Doug Gailey, a gentle giant as his death notice put it, didn't just epitomise the sport in its notoriously toughest days. He helped make it that way.
The 59-year-old Gailey, the 19-test Kiwi prop from Auckland, who played for the Ellerslie, Manukau and Illawarra clubs, died over the weekend, following complications from a fall.
The fine prop is the third member of the incredible 1971 Kiwi side - which claimed the first series win in Britain - to die. The others are fellow frontrowers Henry Tatana and Bill Burgoyne.
One mystery was solved through Gailey's untimely death. Many in the game had been left to wonder what his middle initial J stood for. It was Jane. Gailey was definitely more Tarzan though, and famously so. A tougher footballer never lived.
First among many footballing memories of Gailey surround tours here by the British team in the 1970s. In 1974, Gailey laid out opposing forward Jim Thompson and the British hadn't forgotten when they returned five years later. In a brutal game against Auckland at Carlaw Park, a pack of Brits exacted revenge. Gailey stood up to it, as he always did, but according to legend he was still being stitched back together an hour after the game.

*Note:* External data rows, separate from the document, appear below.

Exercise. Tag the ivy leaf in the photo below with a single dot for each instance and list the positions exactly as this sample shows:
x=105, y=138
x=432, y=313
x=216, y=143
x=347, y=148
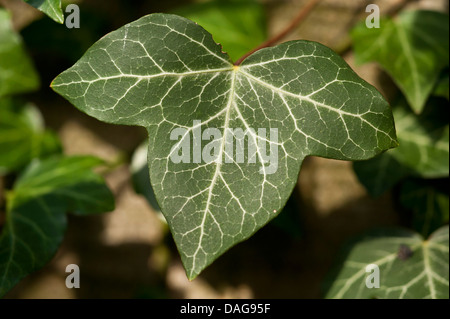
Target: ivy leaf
x=17, y=74
x=409, y=266
x=238, y=25
x=424, y=140
x=381, y=173
x=428, y=201
x=442, y=88
x=35, y=217
x=22, y=136
x=413, y=49
x=423, y=150
x=165, y=73
x=139, y=175
x=52, y=8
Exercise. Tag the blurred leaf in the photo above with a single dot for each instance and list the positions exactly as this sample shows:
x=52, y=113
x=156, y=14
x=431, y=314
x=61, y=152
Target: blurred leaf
x=22, y=136
x=49, y=41
x=423, y=150
x=380, y=174
x=52, y=8
x=17, y=74
x=429, y=202
x=413, y=49
x=165, y=72
x=140, y=176
x=424, y=140
x=442, y=88
x=410, y=267
x=35, y=216
x=71, y=178
x=238, y=25
x=289, y=219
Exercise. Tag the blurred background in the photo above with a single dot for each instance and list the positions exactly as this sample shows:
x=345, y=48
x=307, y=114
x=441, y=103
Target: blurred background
x=129, y=253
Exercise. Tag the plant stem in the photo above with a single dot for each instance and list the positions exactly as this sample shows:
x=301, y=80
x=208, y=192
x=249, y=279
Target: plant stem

He was always ready for the battle.
An Australian team are said to have looked askance as a fired-up Gailey boxed the walls as the test teams made their way to the field once.
They were very different times compared to the sanitised, although still very tough, version of the game today. Character filled the game.
After recently bumping into Jim Fisher, Canterbury's Kiwi hooker of the 1960s and '70s, I reminded him that Burgoyne never seemed to get over missing out to Fisher in those momentous tests of 1971.
Fisher remembered that Burgoyne offered him £200 to feign an injury on the 1971 tour, so Burgoyne might play a test.
"I said: 'Bill I can't do that. I might get injured anyway'," recalled Fisher.
Gailey's reputation never had trouble travelling far. A blocklayer, Gailey was building the Carlaw Park offices when bricks mysteriously found their way to the headquarters of one of the most notorious motorcycle gangs in the city. Gailey visited the gang, and requested their return. The bricks made a hurried Carlaw Park comeback.